Pair of ‘mouse control technicians’ to lose their jobs when Ontario closes tree seed plant
Sammy the cat on patrol at the Ontario Tree Seed Plant -National Post photo
The concern of critics attacking the decision is not so much about the cats – Pepper and Sammy will land on their feet – as the future viability of native species of Ontario trees
By Jake Edmiston National Post
ANGUS, Ont. — At a government compound in rural Ontario, there are stockpiles of tree seeds, billions of them, all catalogued and tested and waiting to be planted. The threat inherent for this factory and its pine cones, acorns, fruit and seed is the vermin. So the provincial government has employed two cats.
Pepper and Sammy are paid by the taxpayers of Ontario in room, board and veterinary care. These “mice-control technicians,” as one bureaucrat called them, are the reason there is no rodent problem at the Ontario Tree Seed Plant in Angus, Ont., about 120 kilometres north of Toronto.
The cats are soon to be fired, however. The government will shutter the plant next September.
The chorus of critics attacking the decision is not so much about the cats as the future viability of native species of Ontario trees. Since the 1920s, the Tree Seed Plant has taken in various kinds of seed, each needing a specialized machine. Certain types of pine cones are tumbled in spinning kilns – like big clothes dryers – to shake out the seeds tucked inside. Cherries need to be macerated. The seed needs to be cleaned and tested to determine its germination rate and stored cold, in different fridges at different temperatures, depending on the species. The plant processes the seeds and sells them. It provides the same service to clients who bring in their own seeds.

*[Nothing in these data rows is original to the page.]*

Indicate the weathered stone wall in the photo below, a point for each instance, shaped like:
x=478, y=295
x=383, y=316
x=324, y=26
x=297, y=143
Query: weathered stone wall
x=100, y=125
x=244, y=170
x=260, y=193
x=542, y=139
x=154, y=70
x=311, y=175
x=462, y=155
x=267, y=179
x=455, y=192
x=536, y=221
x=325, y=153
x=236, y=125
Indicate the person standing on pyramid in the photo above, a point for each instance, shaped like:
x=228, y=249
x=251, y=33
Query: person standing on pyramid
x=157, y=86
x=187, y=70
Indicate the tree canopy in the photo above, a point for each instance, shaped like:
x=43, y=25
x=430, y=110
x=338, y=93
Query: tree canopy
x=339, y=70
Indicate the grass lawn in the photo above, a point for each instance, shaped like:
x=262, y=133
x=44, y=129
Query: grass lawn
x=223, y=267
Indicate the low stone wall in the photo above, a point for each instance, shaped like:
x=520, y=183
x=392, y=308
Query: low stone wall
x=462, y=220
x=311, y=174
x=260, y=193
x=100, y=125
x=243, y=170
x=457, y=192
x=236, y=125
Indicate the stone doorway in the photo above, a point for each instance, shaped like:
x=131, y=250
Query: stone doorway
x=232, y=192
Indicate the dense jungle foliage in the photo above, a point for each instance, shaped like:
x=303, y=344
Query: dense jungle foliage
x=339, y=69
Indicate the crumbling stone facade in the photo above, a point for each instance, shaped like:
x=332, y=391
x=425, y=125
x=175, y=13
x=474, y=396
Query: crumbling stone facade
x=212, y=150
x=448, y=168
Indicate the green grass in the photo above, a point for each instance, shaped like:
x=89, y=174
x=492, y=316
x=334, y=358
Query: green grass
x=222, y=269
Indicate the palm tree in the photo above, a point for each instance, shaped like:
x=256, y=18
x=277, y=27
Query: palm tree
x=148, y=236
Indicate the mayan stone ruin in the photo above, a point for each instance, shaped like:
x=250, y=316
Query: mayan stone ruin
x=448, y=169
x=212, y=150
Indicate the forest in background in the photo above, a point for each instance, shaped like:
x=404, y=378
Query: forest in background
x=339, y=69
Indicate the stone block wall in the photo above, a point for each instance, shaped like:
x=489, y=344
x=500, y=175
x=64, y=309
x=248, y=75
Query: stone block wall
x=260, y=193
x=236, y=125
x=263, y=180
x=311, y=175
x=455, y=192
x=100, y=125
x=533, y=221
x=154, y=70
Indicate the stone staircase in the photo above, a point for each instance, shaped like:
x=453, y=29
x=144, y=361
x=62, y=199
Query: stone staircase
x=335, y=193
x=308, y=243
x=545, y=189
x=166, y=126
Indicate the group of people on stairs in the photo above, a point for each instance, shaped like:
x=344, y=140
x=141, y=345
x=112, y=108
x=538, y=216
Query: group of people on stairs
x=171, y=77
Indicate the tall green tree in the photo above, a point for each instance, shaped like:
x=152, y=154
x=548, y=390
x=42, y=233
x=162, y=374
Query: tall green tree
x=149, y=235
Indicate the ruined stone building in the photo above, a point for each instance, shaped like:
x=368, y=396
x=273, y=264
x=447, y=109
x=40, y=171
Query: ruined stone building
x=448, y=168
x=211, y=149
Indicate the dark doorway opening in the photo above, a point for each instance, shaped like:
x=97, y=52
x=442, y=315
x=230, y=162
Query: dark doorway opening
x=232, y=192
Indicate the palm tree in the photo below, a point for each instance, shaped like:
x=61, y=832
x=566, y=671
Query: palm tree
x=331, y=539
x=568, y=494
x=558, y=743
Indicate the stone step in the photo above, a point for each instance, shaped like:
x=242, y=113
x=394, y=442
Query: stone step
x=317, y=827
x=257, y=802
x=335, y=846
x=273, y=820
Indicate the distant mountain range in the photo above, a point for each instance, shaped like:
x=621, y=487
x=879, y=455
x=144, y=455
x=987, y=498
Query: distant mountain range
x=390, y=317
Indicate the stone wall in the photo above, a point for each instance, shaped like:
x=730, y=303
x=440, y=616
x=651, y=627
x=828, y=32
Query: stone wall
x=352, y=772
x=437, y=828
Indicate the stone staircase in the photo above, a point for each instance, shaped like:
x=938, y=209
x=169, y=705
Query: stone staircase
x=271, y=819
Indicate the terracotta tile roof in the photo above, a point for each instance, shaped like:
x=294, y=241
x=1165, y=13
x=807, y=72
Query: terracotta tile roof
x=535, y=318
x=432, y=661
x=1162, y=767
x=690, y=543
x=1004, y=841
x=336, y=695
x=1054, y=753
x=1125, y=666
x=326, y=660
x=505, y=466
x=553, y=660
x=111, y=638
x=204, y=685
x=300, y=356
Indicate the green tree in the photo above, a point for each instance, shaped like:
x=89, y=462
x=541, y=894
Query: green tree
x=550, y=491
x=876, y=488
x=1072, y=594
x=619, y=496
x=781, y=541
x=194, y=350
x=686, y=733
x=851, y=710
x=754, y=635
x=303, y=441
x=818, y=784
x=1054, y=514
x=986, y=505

The ministry says the plant is losing roughly $1 million a year, with losses projected to soon reach $2 million when aging infrastructure and equipment is considered. Operations have apparently declined since the mid-90s, which the ministry traces to the Progressive Conservative government, under premier Mike Harris, which privatized nurseries that purchased seed. The private sector has also started to encroach on the seed-extraction business.
“It no longer makes sense to operate such a large facility,” Natural Resources Minister Kathryn McGarry said during question period at Queen’s Park in October.
The government plans to open a “Genetic Seed Archive” instead. It will store seeds for native species, each collected from different parts of the province, but only 100,000 to 200,000 of each, not enough to provide to the forest industry for planting.
Opposition MPPs and conservation experts have accused the government of shortsightedness, since perhaps the only Ontario plant with the machinery and know-how to process seed for such an archive is the plant they’re shutting down. Barb Boysen, general manager of Forest Gene Conservation Association, said a colleague has likened the government plan to “closing the postal service and replacing it with a stamp collection.”
“I don’t think the MNR has a clue,” Boysen said. “The people who are making the decision have no idea how the reforestation sector works.”
Boysen is part of a coalition that is pushing the government for more time — at least three to five years. A year’s notice, they say, is not enough for the private sector to come up with an alternative. The fear is that without a plant producing high-quality tree seeds sourced from the same area they’ll be planted in, the urban landscaping industry will turn to seed from U.S. houses. The 50 million tree program – an Ontario government program bent on planting 50 million trees in the province by 2025 – will have to look elsewhere for 40 to 50 per cent of its seed, according to Forests Ontario, which runs the program.
The ministry, Boysen said, “is a 747 of biodiversity with no landing gear.”
“They talk a big story and in this case, they’re removing one of the best tools to make it easy for people to do the right thing.”
Ken Durst, the regional manager who oversees the Angus seed plant, was far more confident in the private sector’s ability to fill the gap. It already handles 80 per cent of seed extraction.
“At this point, they’re doing a good job of it,” Durst said. “We’re not a big player in this business.”
With the government no longer in the business of growing seed to meet market demands, it will be freed up to catalogue seed that will help government scientists analyze the effects of climate change, he said.
But the government plant was the only one of its kind in Southern Ontario, which has far more tree varieties than the north. So the six (human) staff at the plant are among very few with the expertise needed to process seed from those species, critics said. In some cases, seed collectors even send photos of pine cones to staff at the plant, since they’re the only ones who can tell if the cones are ripe, Boysen said.
Durst said none of the staff will be out of jobs. “We’re working in support of each of our staff as they think about their transition plans going forward,” he said. “At this point in time, there are no layoffs.”
As for the cats, their professional mousing is soon over. The ministry will find new homes for Pepper and Sammy, Durst said. It’s unlikely though, that those new homes will be like their last: 10 hectares of old government buildings, trees, mice and what must be a deep, humbling sense of civic duty.